Tips for Safely Moving Your Fragile Items

"Our family moving your family"

Tips for Safely Moving Your Fragile Items

When deciding what to move and what to leave behind, usually the items that we most want to keep are also the ones that can be the most vulnerable to damage in transit. The most delicate belongings also tend to be the ones with more sentimental value, or that are more expensive and difficult to replace. Here are five tips to help make sure that your fragile items will make it to your new home in good shape.

Take Your Time

Nothing can damage your stuff like being impatient. From mishandling things while rushing to not giving yourself the time to properly pack everything, if you hurry something is going to go wrong. Prepare in advance to pack your items. Give yourself an entire day or two to focus just on the fragile items. Make sure you have the boxes and the packing materials. And spend a little while figuring out where these boxes will go in the moving truck or your vehicle, so that you don’t find yourself trying to wedge them into spaces where they won’t fit.

Get and Prep Your Boxes

You should look at specialized boxes meant for the kinds of items you’re packing. Get small book boxes for your books, dish boxes for glassware and dishes, or boxes meant to protect televisions, monitors, electronics, or mirrors. These usually are thicker than most boxes for moving, or second-hand boxes saved from recycling bins. They can also come with inserts to provide support or protection. If you don’t want to spend the money on the specialized boxes, you should visit a moving store and see what those boxes have that most do not, and see if you can create your own versions. It might also work to use other containers, such as plastic bins.

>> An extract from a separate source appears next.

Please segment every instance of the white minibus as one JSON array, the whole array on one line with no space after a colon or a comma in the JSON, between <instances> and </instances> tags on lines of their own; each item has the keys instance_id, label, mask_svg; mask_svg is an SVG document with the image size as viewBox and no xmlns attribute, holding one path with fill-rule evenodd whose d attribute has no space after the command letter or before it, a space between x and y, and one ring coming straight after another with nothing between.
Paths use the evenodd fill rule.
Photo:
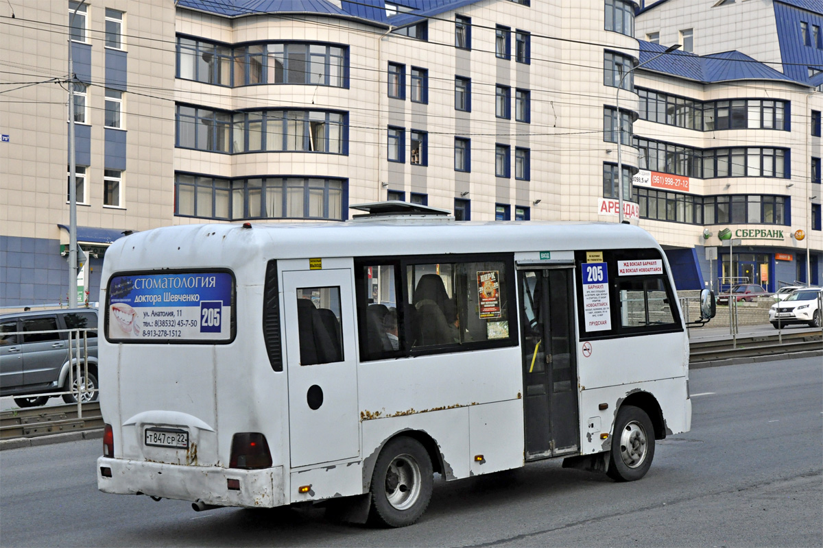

Once you have your boxes, check them out. Reinforce the bottoms and corners with packing tape. Make sure they’re clean and dry, and don’t trust anything that feels weak. Also make sure you know how to properly move the box once it’s packed. Even if a box has built-in handles, be aware the contents the handles might break and you’re out of luck. Take precautions.

Have the Right Packing Materials

Tissue paper, bubble wrap, and packing paper are all readily available at moving stores and they will save you a lot of aggravation down the road. If you can’t afford these items or you run out while packing, keep aside towels or sheets to use in a pinch. You want to make sure you can protect your valuables from banging into each other and from jostling. Also, make sure that your packing tape is good and strong. Most office tape will not be strong enough. You want to use this to reinforce handles, boxes, and to keep things closed and secure even when being bumped around.

Wrap, Stack, and Pad Properly

Take care with all kinds of items. Give yourself a good flat surface to work with, and take time to make sure everything’s wrapped well.

  • Books: Stack hardback books standing upright, with paperbacks lying flat on their backs or on their spines. They don’t need to be individually wrapped unless they are special editions.
  • Dishware: Plates and bowls need to at least one layer of paper between them when you stack them. Try not to stack more than three or four at a time. Put these in the boxes on their edges. You can wrap these stacks with bubble wrap for even more protection, especially if they’re valuable china.
  • Glassware: Put wadded tissue or packing paper inside these to help reinforce them. Use cardboard cells to protect the sides, and possibly more paper or bubble wrap to fill in empty spaces. Build from the heaviest to lightest items. The coffee cup should never go on top of a wine glass.
  • Electronics: Check to see if you still have the original box, including the styrofoam. If not, find out if you can get foam or bubble wrap to protect any vulnerable surfaces. Remove batteries, if any, and make sure cords are tightly wrapped up and won’t get stepped on or twisted. Check the item’s manuals for best packing advice, if you can.
  • Mirrors: Use towels, sheets or blankets to protect the surface, and make sure it can’t move around in the box much, if at all.
  • Works of art or musical instruments: Check with your moving company for these items. Even if you’re not using one for your move, talk with professional movers for advice about special items.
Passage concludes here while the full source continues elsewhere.